My friend Richard will disagree, but if phone salesman Harraj Mann was singing along to The Clash’s London Calling then I think he deserves to be hauled off and questioned.

“Safety is paramount and we respond to concerns from members of the public in the way they would expect us to,” said a Durham Police spokeswoman. Too right.

7 Replies to “Clash of Taste leads to Detention”

  1. OK, I’ll bite.

    He was ‘a mobile phone salesman of Indian origin’… he obviously had The Right Profile. (Clash song joke, for the uninitiated.)

    Strummer & Jones’ lyrics are, of course, riddled with references to violence and insurrection, but I can’t believe anyone would think they’re a serious manifesto for the full-blown terrorist.

    In any case, I’m pretty sure rock music is considered ‘haram’ by Wahhabists. And on a purely practical note, I gather al-Qaeda affiliates are known for tight operational security. Announcing their intentions through strident punk music is hardly likely to help them elude the long arm of the law.

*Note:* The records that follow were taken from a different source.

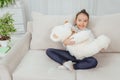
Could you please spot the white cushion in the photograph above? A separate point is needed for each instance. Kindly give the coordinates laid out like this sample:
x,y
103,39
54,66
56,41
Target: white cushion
x,y
110,26
37,66
107,68
42,25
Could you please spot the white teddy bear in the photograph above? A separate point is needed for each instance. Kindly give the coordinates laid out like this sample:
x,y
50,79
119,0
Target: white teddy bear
x,y
84,46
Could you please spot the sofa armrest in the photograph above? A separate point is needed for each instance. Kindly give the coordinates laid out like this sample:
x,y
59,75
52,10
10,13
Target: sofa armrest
x,y
17,52
4,73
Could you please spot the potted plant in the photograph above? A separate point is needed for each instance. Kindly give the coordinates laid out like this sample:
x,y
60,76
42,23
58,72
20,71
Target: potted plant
x,y
5,3
6,28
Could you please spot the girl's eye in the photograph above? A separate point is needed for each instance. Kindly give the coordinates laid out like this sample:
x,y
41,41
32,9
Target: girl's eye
x,y
79,20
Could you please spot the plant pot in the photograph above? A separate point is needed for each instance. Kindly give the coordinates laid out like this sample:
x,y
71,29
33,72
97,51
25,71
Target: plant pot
x,y
4,43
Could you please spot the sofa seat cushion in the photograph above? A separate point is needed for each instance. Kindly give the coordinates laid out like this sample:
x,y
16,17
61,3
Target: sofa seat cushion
x,y
37,66
107,69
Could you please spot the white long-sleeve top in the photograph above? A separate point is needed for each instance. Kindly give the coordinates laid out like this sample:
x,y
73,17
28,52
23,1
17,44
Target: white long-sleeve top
x,y
82,37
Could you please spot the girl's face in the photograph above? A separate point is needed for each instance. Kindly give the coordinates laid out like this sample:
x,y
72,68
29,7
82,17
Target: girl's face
x,y
81,21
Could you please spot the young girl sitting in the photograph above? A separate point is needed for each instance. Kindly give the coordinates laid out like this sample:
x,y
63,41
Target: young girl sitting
x,y
64,58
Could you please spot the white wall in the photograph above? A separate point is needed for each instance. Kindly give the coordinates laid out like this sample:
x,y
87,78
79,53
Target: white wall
x,y
104,7
63,7
58,7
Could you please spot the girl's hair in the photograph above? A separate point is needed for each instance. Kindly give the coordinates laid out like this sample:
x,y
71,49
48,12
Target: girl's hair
x,y
82,11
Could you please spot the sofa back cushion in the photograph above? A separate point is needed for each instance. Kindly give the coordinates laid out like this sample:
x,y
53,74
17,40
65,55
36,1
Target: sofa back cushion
x,y
110,26
42,25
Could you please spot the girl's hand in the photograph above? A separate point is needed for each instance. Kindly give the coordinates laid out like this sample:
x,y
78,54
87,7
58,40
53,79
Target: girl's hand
x,y
68,41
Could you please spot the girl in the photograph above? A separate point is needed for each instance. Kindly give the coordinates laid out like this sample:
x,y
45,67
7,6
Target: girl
x,y
64,58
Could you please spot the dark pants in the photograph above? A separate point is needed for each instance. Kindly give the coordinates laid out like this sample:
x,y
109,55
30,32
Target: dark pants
x,y
62,56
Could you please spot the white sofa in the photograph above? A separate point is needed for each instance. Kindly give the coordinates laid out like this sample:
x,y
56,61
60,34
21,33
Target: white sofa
x,y
27,59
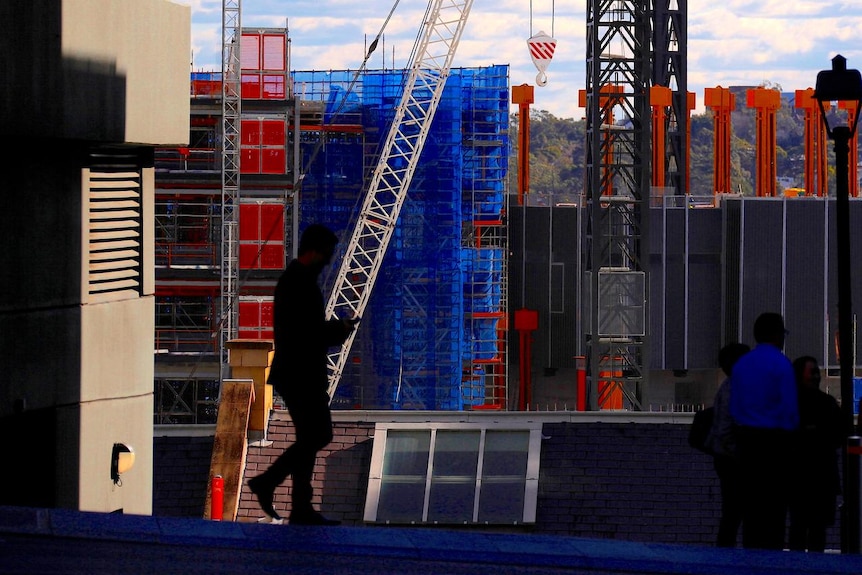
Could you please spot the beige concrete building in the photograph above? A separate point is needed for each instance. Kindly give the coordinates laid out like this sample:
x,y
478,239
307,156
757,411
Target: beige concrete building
x,y
89,88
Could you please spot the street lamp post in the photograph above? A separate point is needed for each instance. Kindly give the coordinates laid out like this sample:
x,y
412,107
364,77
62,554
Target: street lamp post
x,y
841,84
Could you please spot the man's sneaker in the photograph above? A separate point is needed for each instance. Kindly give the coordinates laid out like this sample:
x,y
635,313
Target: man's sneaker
x,y
311,518
264,494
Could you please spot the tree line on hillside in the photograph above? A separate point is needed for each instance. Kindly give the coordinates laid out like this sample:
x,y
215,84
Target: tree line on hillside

    We all know the BBC are a little, erm, inventive when it comes to criticising the WOT. But if this is true, then it’s a laughably over-zealous response to lawful activity. Apart from the inconvenience and distress caused to Harraj Mann, the problem is that incidents like this make us all sceptical of any legitimate security measures.

    At least he didn’t request a track from the Clash’s shithouse final album ‘Cut the Crap’. That really would’ve been criminal.

    (Incidentally, I regularly played the same band’s ‘Career Opportunities’, which contains the line ‘I hate the Army and I hate the RAF’, whilst in uniform – and wasn’t clapped in irons.)

  2. If any one actually knows Rab then they will know that he’s an absolute fruit loop and i would have done the same as the taxi driver under the circumstances. Everyone is bad mouthing the police and security but the guy actually thinks he’s a genius and compares himself to people like Albert Einstein for god’s sake. I say well done!! And who in their right mind asks a random taxi driver to play their mp3s through the car stereo anyway? I know i wouldn’t!

    [Printed as received, except for corrections to punctuation and typography.]

  3. OK, so “anonomous” doesn’t like Rab. But “thinking you’re a genius” and being (allegedly) “an absolute fruit loop” is _not_ grounds for police detention or invoking the magick word “terrorist” in defence of ignorance and intolerance.

    It’s _exactly_ this sort of ludicrous over-reaction which makes the Fear Everything Different Strategy so dangerous.

    Oh, and if you’re going to slag off at someone, it’s probably good form to have the guts to put your name to your comments.